Fibrosis is characterized by excessive deposition of collagen and additional extracellular matrix (ECM) components in response to chronic injuries. Liver fibrosis often results from chronic hepatitis C virus infection and alcohol abuse that can deteriorate to cirrhosis and liver failure. Current noninvasive diagnostic methods of liver fibrosis are limited in their ability to detect and differentiate between early and intermediate stages of fibrosis. New biomarkers of fibrosis that reflect ECM turnover are therefore badly needed. Procollagen C-proteinase enhancer 1 (PCPE-1), a connective tissue glycoprotein that functions as a positive regulator of C-terminal procollagen processing and subsequent collagen fibril assembly, is a promising candidate. Its tissue distribution and expression profile overlap those of collagen, and its expression in fibrosis is upregulated in parallel to the increase in collagen expression.
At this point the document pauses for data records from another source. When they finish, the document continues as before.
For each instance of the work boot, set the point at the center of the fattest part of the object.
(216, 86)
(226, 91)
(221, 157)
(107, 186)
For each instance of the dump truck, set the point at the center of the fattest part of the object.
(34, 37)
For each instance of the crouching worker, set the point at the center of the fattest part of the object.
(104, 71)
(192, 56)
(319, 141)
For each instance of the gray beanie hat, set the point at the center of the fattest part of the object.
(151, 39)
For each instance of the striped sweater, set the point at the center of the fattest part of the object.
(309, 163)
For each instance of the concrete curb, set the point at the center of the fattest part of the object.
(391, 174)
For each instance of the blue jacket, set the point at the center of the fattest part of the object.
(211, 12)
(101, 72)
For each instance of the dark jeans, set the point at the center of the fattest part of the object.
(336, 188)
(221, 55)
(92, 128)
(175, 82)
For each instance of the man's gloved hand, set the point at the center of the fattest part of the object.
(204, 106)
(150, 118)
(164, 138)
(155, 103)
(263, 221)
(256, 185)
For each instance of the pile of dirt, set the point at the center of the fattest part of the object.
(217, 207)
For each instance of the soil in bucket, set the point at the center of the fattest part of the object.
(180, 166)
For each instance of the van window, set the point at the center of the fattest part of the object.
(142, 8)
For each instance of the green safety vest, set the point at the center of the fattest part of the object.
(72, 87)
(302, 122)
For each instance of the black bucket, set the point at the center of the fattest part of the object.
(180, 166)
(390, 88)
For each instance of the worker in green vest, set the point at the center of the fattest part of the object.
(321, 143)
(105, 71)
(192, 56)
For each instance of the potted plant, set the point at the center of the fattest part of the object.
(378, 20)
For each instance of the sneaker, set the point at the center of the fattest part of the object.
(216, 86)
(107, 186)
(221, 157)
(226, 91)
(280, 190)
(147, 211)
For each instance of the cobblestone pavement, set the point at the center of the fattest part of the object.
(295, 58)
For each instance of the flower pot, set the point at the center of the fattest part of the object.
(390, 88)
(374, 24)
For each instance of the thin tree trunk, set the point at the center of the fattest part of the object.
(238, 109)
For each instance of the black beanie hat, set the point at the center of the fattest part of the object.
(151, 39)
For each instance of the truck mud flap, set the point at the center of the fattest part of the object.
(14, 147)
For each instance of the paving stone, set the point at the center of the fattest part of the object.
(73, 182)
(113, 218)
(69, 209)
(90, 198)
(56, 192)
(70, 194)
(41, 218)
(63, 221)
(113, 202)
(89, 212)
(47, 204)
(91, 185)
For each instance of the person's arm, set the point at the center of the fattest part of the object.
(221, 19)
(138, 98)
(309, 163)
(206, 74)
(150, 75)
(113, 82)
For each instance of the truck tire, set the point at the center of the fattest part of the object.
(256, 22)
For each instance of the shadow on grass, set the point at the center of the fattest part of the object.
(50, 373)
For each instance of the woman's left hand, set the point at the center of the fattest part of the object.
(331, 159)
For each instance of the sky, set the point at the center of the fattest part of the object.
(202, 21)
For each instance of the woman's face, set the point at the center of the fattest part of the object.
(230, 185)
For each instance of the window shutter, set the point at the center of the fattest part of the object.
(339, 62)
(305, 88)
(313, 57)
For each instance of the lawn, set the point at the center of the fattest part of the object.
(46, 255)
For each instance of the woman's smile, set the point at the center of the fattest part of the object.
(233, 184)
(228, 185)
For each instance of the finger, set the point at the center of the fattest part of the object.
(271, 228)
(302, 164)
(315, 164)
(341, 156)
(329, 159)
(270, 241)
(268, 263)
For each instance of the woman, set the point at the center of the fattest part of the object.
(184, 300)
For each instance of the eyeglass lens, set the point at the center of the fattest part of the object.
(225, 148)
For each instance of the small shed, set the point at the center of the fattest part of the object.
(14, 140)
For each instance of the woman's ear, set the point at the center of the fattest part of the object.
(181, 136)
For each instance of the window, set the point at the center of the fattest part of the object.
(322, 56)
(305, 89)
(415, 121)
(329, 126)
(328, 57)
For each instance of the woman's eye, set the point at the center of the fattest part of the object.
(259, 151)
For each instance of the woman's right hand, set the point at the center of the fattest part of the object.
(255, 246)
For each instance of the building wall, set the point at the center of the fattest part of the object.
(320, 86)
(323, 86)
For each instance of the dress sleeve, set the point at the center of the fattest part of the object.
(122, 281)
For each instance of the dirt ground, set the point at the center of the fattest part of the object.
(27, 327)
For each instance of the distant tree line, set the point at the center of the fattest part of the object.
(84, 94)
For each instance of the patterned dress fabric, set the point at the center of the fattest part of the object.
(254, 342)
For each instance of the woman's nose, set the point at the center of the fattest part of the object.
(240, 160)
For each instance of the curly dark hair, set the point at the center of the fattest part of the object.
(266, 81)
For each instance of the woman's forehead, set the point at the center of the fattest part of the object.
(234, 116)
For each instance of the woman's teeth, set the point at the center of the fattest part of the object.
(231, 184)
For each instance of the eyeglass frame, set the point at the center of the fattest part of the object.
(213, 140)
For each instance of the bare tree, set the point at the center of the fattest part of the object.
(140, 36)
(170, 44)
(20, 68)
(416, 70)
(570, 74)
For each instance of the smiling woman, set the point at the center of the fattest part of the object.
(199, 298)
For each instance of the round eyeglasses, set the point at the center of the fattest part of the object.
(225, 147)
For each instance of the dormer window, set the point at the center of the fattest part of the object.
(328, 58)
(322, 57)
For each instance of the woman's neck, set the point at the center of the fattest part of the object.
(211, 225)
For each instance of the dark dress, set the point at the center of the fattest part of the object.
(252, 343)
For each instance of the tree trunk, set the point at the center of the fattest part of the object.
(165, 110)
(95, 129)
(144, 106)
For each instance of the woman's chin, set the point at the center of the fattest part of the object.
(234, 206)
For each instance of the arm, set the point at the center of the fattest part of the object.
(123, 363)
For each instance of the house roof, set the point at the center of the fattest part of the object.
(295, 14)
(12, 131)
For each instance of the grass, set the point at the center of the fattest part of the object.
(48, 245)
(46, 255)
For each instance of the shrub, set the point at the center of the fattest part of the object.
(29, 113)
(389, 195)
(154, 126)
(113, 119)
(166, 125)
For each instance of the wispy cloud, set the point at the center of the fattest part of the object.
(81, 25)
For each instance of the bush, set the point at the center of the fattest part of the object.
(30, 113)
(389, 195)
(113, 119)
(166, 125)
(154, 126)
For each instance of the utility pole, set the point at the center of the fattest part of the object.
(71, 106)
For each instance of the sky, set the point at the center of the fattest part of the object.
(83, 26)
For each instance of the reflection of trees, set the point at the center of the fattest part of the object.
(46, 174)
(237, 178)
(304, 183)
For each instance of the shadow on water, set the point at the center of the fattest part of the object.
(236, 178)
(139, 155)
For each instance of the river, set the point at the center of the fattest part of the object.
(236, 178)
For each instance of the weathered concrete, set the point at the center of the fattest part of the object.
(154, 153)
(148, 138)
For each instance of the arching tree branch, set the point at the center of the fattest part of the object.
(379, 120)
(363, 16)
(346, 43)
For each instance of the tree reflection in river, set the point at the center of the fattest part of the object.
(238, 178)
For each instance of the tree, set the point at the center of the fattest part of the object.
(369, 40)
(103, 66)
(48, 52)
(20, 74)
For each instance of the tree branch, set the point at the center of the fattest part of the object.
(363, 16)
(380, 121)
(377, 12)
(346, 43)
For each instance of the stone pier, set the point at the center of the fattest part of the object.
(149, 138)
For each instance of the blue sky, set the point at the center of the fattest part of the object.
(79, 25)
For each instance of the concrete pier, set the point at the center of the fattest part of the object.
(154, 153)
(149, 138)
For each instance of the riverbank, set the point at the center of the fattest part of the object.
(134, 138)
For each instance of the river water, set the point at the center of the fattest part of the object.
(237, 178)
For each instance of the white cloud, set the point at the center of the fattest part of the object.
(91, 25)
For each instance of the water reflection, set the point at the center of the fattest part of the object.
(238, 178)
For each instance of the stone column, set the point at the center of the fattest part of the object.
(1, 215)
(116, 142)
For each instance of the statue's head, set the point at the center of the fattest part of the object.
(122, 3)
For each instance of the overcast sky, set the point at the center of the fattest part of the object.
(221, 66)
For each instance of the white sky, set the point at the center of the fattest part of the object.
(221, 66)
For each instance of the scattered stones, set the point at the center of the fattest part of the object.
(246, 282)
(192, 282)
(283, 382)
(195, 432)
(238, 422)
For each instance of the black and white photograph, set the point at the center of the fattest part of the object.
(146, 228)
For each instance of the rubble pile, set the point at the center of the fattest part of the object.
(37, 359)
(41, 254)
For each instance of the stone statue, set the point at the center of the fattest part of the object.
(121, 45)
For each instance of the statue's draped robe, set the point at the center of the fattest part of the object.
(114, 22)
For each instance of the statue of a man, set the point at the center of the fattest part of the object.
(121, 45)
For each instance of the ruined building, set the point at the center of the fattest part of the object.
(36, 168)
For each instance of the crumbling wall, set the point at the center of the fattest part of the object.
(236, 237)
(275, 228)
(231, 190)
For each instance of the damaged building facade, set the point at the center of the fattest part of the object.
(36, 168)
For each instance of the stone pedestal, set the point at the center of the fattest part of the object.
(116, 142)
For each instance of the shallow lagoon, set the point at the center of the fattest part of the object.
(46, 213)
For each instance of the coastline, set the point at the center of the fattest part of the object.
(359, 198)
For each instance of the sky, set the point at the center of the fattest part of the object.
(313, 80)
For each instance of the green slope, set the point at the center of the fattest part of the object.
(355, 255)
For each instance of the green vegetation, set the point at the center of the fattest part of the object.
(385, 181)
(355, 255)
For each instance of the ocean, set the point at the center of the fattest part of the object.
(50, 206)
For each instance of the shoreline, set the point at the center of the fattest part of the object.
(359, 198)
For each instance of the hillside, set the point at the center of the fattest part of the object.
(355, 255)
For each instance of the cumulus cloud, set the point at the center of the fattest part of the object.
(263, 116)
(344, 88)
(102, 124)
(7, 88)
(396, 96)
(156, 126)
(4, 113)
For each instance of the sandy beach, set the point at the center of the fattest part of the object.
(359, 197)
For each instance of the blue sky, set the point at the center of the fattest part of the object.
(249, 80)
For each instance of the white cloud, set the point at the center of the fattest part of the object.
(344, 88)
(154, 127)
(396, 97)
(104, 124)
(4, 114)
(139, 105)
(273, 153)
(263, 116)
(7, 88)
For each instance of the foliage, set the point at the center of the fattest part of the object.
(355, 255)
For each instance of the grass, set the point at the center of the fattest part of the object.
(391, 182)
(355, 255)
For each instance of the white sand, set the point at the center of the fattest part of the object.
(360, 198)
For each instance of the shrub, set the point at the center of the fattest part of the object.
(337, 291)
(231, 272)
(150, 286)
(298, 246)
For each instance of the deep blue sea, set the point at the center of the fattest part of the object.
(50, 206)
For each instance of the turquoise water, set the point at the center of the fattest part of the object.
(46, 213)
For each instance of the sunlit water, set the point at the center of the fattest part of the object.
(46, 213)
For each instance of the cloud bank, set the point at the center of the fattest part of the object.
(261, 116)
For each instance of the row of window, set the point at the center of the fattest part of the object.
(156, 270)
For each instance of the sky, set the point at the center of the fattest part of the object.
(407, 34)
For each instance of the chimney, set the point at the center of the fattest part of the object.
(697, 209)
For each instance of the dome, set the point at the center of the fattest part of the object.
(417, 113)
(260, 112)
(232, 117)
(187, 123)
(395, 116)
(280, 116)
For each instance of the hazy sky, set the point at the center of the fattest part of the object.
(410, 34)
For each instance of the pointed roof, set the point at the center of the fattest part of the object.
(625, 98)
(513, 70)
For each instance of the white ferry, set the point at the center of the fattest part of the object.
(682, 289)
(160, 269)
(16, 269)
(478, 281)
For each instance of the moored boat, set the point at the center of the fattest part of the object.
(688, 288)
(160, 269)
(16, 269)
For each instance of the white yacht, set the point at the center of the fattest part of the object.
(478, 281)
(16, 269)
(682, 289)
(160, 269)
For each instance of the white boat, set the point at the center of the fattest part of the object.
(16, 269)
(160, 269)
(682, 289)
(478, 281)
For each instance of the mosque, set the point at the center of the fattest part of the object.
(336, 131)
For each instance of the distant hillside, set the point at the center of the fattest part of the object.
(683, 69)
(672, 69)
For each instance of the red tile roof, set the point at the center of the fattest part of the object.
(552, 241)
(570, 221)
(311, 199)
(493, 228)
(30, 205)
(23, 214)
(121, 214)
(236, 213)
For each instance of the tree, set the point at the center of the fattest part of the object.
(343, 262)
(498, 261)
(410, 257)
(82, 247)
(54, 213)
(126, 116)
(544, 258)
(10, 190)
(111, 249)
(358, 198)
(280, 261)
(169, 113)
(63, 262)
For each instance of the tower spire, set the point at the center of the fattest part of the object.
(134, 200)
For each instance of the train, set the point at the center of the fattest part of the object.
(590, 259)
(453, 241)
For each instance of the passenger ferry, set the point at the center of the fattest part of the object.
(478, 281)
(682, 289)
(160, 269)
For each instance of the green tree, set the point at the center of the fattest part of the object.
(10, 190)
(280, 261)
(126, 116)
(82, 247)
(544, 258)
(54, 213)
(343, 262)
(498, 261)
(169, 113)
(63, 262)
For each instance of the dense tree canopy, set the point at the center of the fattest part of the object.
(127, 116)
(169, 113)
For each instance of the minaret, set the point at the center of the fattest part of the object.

The potential of PCPE-1 as a biomarker of liver fibrosis was recently established using a CCl4 mouse model of liver fibrosis by showing that the increase in collagen and PCPE-1 content in the fibrotic mouse liver was reflected by elevated plasma levels of PCPE-1. This was achieved using a newly developed highly sensitive, specific, accurate, and reproducible ELISA for mouse PCPE-1, which is based on commercially available antibodies and is offered as a new research tool in the field. A similar ELISA test was developed for human PCPE-1, and preliminary results with plasma from liver fibrosis patients revealed increased plasma concentrations of PCPE-1 in some patients. The protocols of both ELISA tests are outlined herein in great detail to permit their application by any laboratory with similar interests.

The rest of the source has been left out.